I spent last weekend at a campground outside of Racine, Missouri for the semi-annual writers’ retreat that I love to attend. The picturesque, bucolic setting always feeds my writing mojo, and this time was no different. Peace and tranquility is enhanced by a spring-fed pond, rolling hills, and beautiful trees.
I accomplished a great deal of writing, including revising a short story for a competition. It’s a story I wrote last year for an Ozarks Creative Writers Conference contest. While I loved my original story, and it placed first in its category, I relished the opportunity to revise it for this new contest.
You may be wondering why I wanted to change my story at all. The difference is in the word requirements. I was allowed 2000 words for the first contest. The second contest allows me up to 7500 words, which gives me a great deal more room to expand the story and add more description.

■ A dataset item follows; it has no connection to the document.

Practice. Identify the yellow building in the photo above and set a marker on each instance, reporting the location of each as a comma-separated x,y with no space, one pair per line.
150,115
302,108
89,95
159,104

I can write short and concise, but I’m much better with longer prose. The larger word count allows me to develop my characters more. I like to take my time and thoroughly describe the setting. When I saw the guidelines for the new contest, I nearly jumped for joy.
The retreat isn’t just a quiet place to write for four days. It’s an event that offers much needed comradery with other writers. Visiting with like-minded people is a balm to my often misunderstood soul. I feel soothed and accepted during the retreat. Consequently, I feel better about myself, and my creativity blooms like a spring rose. I get a lot of writing done, and it’s usually some of my best work.
The only schedule I have to keep is mealtime. I go to bed when I want, get up when I want, and do what I want. If I feel like walking down to the pond and staring into the water, I can do that. If I feel like scrolling through Facebook for hours on end, I can do that, too. This time of year is precious to me and quite liberating. After four days of writerly pursuits, I am refreshed and ready to deal with the real world again.
It’s important to take a little time for myself. It’s like rebooting a computer – everything works better afterward.